At last, it is important to highlight that, while the electromagnetic simulation model (i.e., the here employed Lumerical Device and Model modules) takes about 3 minutes to evaluate a MZM structure on an Intel Xeon E5-2650 CPU, the ANN takes only \(17~\mu \text {s}\) to predict the proposed metrics parameters. It is important to highlight that these times were calculated performing 1000 evaluations and dividing the total required time by the number of runs. Considering the obtained computational complexity reduction, we can now execute an heuristic algorithm, such as DE, taking into consideration large size populations and high number of iterations for the MZM optimization, increasing the possibility to achieve the optimum configuration for a given set of requirements.

Analysis of the model prediction accuracy

The MSE adopted here as the analysis cost function considered the average value of the errors of the three MZM considered performance metrics (i.e., \(BW_{\text {EO}}\), IL, and \(V_\pi\)). Therefore, the average MSE cannot be used to assess the accuracy of the trained ANN to predict the isolated ANN accuracy for each metric. In order to analyze the capability of the model to predict each of these metrics, in Fig. 5a–c, we present a set of 50 samples of randomly selected MZM configurations from the validation subset to compare the outcomes of the proposed ANN model to the output of the Finite-Difference Time-Domain (FDTD) simulation.
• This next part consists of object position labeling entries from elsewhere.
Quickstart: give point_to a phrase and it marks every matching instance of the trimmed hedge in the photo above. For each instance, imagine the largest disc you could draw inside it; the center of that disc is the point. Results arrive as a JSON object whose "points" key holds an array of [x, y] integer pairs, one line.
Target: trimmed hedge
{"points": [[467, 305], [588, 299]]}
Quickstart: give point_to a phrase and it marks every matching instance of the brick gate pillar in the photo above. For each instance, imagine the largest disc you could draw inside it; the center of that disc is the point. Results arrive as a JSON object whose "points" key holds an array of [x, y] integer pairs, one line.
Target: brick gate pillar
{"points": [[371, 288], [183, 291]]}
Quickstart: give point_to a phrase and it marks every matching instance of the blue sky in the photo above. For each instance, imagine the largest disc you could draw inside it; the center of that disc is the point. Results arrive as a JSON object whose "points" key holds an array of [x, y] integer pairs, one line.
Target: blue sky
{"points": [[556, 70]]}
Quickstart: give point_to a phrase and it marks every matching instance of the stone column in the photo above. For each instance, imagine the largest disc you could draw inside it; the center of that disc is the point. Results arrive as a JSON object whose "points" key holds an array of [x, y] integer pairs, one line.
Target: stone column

Thus, Fig. 5a–c, reveal that, as expected, the outputs of the ANN are qualitatively very close to the simulated values for the three considered MZM performance metrics. To ensure that the improved performance is not an artifact introduced by the ANN and that it really corresponds to optimized MZM configurations, the found configurations were simulated using the commercial FDTD simulator. Therefore, in Fig. 5d–f, we show the output of the ANN-based model in comparison with the values obtained through the electromagnetic simulation model in terms of \(BW_{\text {EO}}\), IL, and \(V_\pi\), respectively. As can be observed, each metric is accurately predicted by the developed model, highlighting the \(BW_{\text {EO}}\) and IL predictions, which meet almost perfectly the simulated values. However, in comparison, the \(V_\pi\) ANN-based predictions present a higher error, especially for \(V_\pi\) values above 25 V, which are not usually desired in MZM designs as they are extremely high. Overall, the MSE values obtained for the \(BW_{\text {EO}}\), IL, and \(V_\pi\) performance metrics are 0.23, \(5\times 10^{-4}\) and 1.56, respectively, and the Pearson correlation coefficient is above \(98\%\) for all metrics.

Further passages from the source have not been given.